Bucks socialite Claire Risoldi sent to jail, ordered to pay $10.4 million in insurance fraud scheme
The 71-year-old's sentencing comes after four years of investigation of her elaborate insurance fraud.
Claire Risoldi, the Bucks County socialite convicted of bilking insurance companies out of millions of dollars, will spend at least the better part of a year behind bars, a judge ruled Friday.
Risoldi, 71, was sentenced to 11½ to 23 months in prison and ordered to pay $10.4 million in restitution for inflated insurance claims she filed after three fires at Clairemont, her New Hope estate.
In February, a jury found Risoldi guilty of insurance fraud, theft by deception, receiving stolen property, and related offenses.
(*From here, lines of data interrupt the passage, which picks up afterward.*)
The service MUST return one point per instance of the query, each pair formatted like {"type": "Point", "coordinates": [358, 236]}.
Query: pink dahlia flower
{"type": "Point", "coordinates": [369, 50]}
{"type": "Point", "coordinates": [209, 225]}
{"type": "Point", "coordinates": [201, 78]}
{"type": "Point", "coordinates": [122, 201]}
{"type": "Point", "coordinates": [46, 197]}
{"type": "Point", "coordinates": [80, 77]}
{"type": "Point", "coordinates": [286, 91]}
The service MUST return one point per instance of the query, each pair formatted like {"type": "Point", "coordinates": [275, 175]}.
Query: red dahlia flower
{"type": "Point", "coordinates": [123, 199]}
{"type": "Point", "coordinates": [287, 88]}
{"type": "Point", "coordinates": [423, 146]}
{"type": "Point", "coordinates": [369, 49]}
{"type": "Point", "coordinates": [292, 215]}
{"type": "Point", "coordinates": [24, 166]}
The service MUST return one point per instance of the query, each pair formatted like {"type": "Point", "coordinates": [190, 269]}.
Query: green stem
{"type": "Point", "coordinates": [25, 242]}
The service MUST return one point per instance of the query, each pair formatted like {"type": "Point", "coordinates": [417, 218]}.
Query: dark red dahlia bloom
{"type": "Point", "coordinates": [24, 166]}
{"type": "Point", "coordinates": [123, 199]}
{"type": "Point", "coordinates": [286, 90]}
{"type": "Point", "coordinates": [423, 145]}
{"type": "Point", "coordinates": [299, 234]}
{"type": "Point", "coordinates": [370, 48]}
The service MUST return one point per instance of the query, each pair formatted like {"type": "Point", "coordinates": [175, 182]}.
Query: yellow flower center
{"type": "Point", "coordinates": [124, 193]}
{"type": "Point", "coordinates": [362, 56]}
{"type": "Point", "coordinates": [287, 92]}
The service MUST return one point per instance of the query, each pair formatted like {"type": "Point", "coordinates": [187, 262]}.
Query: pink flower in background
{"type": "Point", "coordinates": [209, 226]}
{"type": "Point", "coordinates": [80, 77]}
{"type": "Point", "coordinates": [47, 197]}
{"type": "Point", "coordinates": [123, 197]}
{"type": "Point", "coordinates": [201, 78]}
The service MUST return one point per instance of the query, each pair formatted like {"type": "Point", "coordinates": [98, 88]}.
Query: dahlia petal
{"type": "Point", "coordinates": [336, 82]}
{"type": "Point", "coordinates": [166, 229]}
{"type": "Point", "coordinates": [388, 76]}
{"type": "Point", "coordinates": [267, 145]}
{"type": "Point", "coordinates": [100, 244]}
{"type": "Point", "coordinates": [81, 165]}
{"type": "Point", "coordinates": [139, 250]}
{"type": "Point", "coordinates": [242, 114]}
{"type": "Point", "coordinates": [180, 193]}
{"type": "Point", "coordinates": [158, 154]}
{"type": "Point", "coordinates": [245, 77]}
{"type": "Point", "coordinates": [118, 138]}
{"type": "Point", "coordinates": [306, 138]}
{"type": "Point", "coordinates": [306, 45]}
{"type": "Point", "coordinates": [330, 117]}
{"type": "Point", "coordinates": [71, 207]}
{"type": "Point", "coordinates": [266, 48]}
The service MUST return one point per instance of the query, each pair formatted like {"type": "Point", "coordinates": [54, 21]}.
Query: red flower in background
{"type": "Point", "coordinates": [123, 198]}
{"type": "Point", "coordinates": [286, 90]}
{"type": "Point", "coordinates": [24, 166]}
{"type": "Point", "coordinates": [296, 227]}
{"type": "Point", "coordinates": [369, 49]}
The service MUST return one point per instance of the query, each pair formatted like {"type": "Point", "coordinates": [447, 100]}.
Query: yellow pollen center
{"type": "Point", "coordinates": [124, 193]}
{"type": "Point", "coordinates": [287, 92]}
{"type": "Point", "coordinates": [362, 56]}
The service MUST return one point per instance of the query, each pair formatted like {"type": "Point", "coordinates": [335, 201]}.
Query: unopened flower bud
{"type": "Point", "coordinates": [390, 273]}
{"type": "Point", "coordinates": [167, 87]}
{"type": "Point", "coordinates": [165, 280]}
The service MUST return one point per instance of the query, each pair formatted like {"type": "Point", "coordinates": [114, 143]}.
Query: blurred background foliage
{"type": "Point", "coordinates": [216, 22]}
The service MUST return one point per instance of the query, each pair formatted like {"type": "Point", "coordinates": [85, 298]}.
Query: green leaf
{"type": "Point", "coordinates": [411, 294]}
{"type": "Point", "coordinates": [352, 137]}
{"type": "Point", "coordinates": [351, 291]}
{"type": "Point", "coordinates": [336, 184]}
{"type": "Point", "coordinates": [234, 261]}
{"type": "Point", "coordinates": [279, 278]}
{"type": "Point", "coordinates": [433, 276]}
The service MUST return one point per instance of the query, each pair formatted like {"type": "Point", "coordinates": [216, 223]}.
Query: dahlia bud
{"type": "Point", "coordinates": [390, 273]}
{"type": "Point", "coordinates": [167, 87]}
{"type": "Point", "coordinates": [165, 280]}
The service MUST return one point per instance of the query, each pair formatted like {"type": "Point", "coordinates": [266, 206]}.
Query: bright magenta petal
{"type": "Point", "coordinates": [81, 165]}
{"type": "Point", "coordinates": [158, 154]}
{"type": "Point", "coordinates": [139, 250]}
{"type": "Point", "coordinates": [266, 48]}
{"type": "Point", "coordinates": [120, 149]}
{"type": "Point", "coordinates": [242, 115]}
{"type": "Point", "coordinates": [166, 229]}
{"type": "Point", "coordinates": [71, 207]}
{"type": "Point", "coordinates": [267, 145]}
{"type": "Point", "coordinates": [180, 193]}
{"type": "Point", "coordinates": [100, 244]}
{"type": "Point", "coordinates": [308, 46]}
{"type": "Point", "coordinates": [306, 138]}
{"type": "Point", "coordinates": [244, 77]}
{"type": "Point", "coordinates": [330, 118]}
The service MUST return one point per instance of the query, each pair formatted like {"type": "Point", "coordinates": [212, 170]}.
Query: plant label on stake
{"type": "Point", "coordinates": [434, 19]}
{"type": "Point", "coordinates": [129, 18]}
After her jail term, she’ll face eight years of probation.
“This defendant masterminded a multimillion-dollar insurance fraud scheme to fund her own excessive lifestyle,” Attorney General Josh Shapiro, whose office prosecuted the case, said in a statement Friday. “Insurance fraud harms all Pennsylvanians — the costs trickle down to consumers and inflate rates for everyone else.… This is unacceptable."
Risoldi’s attorney, Jack McMahon, said his reaction to the decision by Chester County Senior Judge Thomas Gavin was that the sentence was “down the middle.” Gavin was brought in to try the case because of Risoldi’s connections in Bucks County and her family’s history of throwing lavish political fund-raisers.
“We were disappointed that he sent a 71-year-old lady to jail on one end," McMahon said, “but on the other end, the government was seeking a three-year sentence.”
The jurors found that Risoldi and her family conspired to dupe insurers after three fires at the estate between 2009 and 2013, seeking payment for items on which they’d already collected insurance. At the same time, prosecutors said during the trial, Risoldi and her family increased coverage on pieces of jewelry just weeks before the third fire in 2013.
Risoldi was charged in 2015 along with five others, including her husband, Thomas French. French took his own life shortly afterward, leaving a note professing his innocence.
McMahon said Friday that he plans to appeal the sentence, asserting that the required restitution was not justified under the law.
“The house legitimately burned down, and the house had contents that legitimately burned, that’s what the money was for,” he said. “The judge tried to make it a civil case where a contract would be voided, but this was a criminal court. And we believe that he tried to use civil logic for a criminal case.”
The fire-ravaged Clairemont, a 10-acre property that Risoldi and her husband bought for $900,000 in 2000, sold for $750,000 at an auction last month.